Adobe's Creative Technologies Lab: Adobe was established twenty-six years ago with the invention of PostScript, work that redefined how people share documents around the world. Ever since, Adobe has been reinventing the way people engage with ideas and information. As Adobe continues to grow, deepening its technology in documents, graphics, and imaging - and broadening into new areas - where is the necessary innovation going to come from? The best strategy, we believe, is to leverage the vast amount of research already taking place at universities around the world by partnering and collaborating with them. To this end, Adobe has established the Creative Technologies Lab, with offices in San Francisco, Seattle, and Cambridge MA, in close proximity to leading universities. Our researchers, who work in computer graphics, vision, audio, and HCI, not only maintain close collaborations with academic groups around the world but also have the chance to participate in transforming their research into products used by millions. In this talk, I will give an overview of the Creative Technologies Lab and describe some of our most recent research.

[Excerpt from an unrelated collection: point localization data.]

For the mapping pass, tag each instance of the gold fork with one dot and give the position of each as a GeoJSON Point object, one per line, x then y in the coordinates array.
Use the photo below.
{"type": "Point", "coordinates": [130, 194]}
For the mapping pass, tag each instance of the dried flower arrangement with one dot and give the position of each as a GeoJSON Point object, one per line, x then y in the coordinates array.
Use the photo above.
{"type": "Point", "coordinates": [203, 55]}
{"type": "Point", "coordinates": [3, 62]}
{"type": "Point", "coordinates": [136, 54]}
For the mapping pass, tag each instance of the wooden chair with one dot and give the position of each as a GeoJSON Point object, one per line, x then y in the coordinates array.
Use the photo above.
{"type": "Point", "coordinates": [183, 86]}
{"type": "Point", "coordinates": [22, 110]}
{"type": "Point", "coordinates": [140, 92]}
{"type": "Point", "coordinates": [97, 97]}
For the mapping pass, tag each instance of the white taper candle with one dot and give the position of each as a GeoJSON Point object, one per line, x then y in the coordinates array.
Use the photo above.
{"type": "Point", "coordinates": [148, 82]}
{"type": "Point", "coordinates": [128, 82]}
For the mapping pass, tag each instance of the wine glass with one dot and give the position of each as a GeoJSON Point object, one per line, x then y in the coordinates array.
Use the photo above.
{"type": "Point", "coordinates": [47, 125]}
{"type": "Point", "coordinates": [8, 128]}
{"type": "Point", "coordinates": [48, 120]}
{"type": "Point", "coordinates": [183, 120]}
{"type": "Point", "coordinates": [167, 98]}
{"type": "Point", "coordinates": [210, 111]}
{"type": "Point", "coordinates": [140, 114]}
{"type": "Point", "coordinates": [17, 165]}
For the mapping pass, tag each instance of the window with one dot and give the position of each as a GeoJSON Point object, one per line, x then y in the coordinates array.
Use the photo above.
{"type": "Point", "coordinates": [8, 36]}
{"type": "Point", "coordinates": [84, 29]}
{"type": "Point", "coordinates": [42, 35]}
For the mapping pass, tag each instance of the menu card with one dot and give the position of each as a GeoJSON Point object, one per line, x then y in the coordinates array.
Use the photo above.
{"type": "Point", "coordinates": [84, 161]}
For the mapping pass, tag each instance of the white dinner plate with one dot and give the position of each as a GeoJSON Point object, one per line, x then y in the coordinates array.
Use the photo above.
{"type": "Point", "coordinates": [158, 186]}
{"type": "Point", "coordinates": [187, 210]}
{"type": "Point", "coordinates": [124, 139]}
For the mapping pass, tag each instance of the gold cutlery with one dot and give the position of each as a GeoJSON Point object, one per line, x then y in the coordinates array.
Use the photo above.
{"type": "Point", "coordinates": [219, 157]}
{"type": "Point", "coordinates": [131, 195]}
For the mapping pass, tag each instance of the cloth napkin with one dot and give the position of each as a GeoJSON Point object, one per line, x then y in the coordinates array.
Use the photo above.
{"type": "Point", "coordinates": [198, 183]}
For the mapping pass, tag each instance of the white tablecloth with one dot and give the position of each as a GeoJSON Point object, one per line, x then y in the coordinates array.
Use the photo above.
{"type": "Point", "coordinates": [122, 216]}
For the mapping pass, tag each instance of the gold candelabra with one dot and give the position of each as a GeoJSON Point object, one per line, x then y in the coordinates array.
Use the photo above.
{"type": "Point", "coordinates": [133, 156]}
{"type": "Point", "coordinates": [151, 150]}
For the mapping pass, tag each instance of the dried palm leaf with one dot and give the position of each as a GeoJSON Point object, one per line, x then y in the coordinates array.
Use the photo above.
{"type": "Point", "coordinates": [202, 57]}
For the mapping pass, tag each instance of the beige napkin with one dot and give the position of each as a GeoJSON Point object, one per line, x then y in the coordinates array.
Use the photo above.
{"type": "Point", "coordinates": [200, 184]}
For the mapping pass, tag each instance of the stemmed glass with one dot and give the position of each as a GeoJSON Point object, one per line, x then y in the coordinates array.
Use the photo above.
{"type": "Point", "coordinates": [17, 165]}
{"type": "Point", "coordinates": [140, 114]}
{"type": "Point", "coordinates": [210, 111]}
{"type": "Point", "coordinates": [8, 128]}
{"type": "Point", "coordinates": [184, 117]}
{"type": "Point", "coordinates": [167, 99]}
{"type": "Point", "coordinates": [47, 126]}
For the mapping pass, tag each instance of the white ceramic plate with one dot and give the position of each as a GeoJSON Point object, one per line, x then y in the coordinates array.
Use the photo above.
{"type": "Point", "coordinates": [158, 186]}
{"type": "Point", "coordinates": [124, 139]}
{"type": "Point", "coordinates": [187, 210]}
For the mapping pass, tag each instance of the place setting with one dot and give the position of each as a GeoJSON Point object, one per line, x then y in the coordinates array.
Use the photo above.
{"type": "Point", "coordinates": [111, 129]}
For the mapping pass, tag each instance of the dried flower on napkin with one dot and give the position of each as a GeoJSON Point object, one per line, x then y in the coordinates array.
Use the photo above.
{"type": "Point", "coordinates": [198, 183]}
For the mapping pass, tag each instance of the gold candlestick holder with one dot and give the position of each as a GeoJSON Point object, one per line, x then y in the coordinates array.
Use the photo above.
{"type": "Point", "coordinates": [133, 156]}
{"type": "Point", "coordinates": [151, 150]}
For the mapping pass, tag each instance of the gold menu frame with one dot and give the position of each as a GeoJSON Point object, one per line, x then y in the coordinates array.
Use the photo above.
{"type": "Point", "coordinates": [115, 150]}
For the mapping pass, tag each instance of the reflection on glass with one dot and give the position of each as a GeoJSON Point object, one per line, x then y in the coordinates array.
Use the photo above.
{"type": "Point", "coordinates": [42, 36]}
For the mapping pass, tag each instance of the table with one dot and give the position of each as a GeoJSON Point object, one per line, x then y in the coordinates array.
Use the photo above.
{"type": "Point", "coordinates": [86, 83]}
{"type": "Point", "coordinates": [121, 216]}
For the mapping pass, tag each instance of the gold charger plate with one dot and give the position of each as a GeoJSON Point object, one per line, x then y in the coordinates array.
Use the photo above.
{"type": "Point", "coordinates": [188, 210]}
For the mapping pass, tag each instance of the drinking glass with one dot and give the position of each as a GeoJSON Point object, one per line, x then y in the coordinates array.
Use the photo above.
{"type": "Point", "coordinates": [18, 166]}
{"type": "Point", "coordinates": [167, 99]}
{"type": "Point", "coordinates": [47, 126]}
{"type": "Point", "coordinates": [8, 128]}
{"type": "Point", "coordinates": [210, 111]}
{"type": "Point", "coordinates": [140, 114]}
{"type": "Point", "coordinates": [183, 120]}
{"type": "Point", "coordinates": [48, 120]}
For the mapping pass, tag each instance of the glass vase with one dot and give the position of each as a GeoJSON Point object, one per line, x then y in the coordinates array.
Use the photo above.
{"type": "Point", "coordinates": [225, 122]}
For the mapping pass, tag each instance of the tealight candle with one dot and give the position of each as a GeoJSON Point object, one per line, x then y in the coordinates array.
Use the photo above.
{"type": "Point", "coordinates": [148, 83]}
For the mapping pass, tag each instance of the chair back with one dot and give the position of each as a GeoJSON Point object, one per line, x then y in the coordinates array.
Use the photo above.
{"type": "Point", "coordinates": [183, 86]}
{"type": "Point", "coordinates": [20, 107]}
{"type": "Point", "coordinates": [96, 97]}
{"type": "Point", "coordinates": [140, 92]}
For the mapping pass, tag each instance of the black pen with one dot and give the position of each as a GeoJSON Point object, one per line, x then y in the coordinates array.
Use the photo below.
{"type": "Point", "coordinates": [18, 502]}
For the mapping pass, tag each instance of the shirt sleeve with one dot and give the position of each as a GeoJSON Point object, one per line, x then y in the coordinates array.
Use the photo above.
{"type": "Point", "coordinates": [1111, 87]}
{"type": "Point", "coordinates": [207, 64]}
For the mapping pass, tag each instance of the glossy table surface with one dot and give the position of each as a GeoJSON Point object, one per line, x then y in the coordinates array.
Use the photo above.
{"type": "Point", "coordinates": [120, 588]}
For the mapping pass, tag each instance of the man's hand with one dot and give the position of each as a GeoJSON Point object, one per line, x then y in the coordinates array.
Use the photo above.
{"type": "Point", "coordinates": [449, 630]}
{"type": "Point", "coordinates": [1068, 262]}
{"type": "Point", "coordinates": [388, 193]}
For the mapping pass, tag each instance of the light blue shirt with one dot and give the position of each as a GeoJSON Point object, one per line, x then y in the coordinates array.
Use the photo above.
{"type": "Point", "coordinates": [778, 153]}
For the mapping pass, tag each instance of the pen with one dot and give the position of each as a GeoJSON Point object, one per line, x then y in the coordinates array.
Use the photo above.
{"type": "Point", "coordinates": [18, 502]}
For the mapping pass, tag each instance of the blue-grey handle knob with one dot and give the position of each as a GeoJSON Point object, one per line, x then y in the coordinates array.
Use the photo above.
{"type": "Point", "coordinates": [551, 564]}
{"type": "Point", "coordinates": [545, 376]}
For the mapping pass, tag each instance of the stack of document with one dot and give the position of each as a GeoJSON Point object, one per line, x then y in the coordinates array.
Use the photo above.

There is no downloadable version of the slides for this talk available at this time.
About the speaker:
David Salesin leads the Creative Technologies Lab at Adobe Systems, where he is a Fellow, and is also an Affiliate Professor in the Department of Computer Science & Engineering at the University of Washington.
He received his Sc.B. from Brown University in 1983, and his Ph.D. from Stanford University in 1991. From 1983-87, he worked at Lucasfilm and Pixar, where he contributed computer animation for the Academy Award-winning short film, "Tin Toy," and the feature-length film, Young Sherlock Holmes. He spent the 1991-92 year as a Visiting Assistant Professor in the Program of Computer Graphics at Cornell University. In 1996, he co-founded two companies, where he served as Chief Scientist: Inklination and Numinous Technologies. When the latter was acquired by Microsoft in 1999, he worked as a Senior Researcher at Microsoft Research until 2005, while remaining on the UW faculty. Over the years, he has also worked as an intern or consultant at a number of production studios and research labs, including Sogitec Audiovisuel (in Paris), DEC Systems Research Center, DEC Paris Research Lab, Aldus (now part of Adobe), Xerox PARC, and Broderbund.
Salesin has received many awards for his research and teaching, including the Washington Professor of the Year Award in 1998 and the ACM SIGGRAPH Computer Graphics Achievement Award in 2000. He was named an ACM Fellow in 2002. Salesin's research interests are in computer graphics and include digital photography and video, automatic design & presentation of information, non-photorealistic rendering, visualization, image-based rendering, digital typography, and color. His outside interests include Tango, photography, Aikido (in which he holds a black belt), printmaking, piano, saxophone, flying, traveling, cooking, old films, backpacking, skiing, mountain biking, and chocolate.